With the continuation of lockdown within the Chinese financial hub Shanghai, the maritime industry’s worst fears have been realized
According to Bloomberg shipping data, as of 11 April, there were a total of 477 vessels waiting to enter China at various ports, such as the port of Shanghai, Ningbo-Zhoushan, Rizhao, Dongjiakou and Qingdao. Taking a peek at the vessel tracker, the area around Shanghai is dotted with hundreds of vessels with almost no room to move around.
While the port of Shanghai remains operational, it maintains a closed-loop system where port workers are isolated within the port and never go home. Because of the unpopularity of this system, the vessels stuck within the waters of Shanghai are caught between a rock and a hard place. This means that they either have to wait it out, or move to another port where there is more manpower. But moving to another port also equates to longer waiting times and facing the same congestion as what they experienced in Shanghai.

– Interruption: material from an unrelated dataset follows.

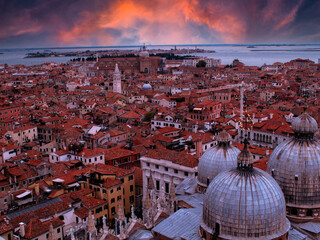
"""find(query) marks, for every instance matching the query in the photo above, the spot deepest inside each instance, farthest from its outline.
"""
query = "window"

According to Managing Director of Toll Group Thomas Knudsen, “The port might work, but everything into the port doesn’t work. People are reluctant to go to the port, people are reluctant to go to the factories.”
Game of attrition and patience
For seafarers, this waiting game is truly a test of a person’s patience. Currently, most of the major shipping lines, such as CMA CGM, Hapag-Llyod, MSC, and Ocean Network Express (ONE), have advised their customers that their reefer cargoes would be diverted to other ports, while Maersk has dropped calling at Shanghai for some of their services.
Due to Shanghai’s reefer yard plug capacity being stretched to the limit, the port is unable to accept any cargoes that require refrigeration. Seafarers working on vessels with goods requiring refrigeration would probably find themselves being directed to another port by their employers. But this redirection also has a time limit – whether the refrigeration on the vessel runs out first or they successfully get to unload their cargoes on land after enduring the endless congestion and waiting.
It is clear that no matter what, seafarers on vessels hoping to call at ports along the coast of China will have to be patient to wait this lockdown and congestion out.